M/V ILLUSIONS                    TX TO MN TO TX CRUISE 2003

INTRODUCTION

    After running the Carver 440 for 6 years, we wanted a pilothouse boat, mainly to get out of the heat on the flybridge.  I also wanted a larger boat with more range and capabilities.  Angela did not want to loose any of the good qualities of the Carver 440, which proved hard to do.  We wanted more, not less, refrigerator, closet space, cabinet space, etc.  These attributes were strong on the Carver, and many pilothouse boats had less, not more, of those characteristics.  We looked at Queenship, Symbol, Tollycraft, Navigator, Compass, Offshore, Carver, Ocean Alexander, and others in the 55 - 60-foot size range; and we finally decided on Grand Harbour.  It had the largest refrigerator of any boat we saw, and it had more closet space, too.  It had less cabinet space in the galley, and Angela had to give up the garbage disposal and full-size dishwasher we had in the Carver 440.

    The sale was closed January 16, 2003; and in March we began bringing the new boat back to Texas.  We had a 1,300-mile trip just to get back to home.  After that, we planned to go up the Mississippi River as far as we could.  As usual, I wanted to see as many of the tributary rivers as well.  On the way home in the fall, I wanted to go up and down the Arkansas River.  In that way I thought to have seen most of the navigable rivers in the eastern USA.  One notable exception was the Missouri River, and I considered that one while enroute to Minneapolis.  However, there are reportedly no buoys on the Missouri, and no locks.  There are wing dams, and they are not marked.  After hitting a wing dam on the Upper Mississippi, I was unwilling to take a chance on the Missouri.

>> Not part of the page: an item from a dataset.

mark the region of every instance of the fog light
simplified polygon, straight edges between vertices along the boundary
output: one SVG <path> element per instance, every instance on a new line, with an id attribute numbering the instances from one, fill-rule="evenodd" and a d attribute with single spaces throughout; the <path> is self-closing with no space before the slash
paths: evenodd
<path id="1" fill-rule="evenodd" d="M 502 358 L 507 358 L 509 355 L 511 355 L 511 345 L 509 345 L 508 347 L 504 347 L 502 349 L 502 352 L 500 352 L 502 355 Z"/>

     That cruise was very interesting in many ways.  I did not know about the high rocky bluffs on the Mississippi River in Iowa, Wisconsin, Illinois, and Minnesota, or the high sand bars all the way up to St. Paul, MN.  The people were especially pleasant and friendly.  Marinas were not expensive, compared to some other places we've been; but 50-amp power was not easily found.  We ran over 4,000 miles on the cruise to MN and back, but we did not do the St. Croix or the Arkansas Rivers.  We needed to be home and ran out of time for those rivers on that trip.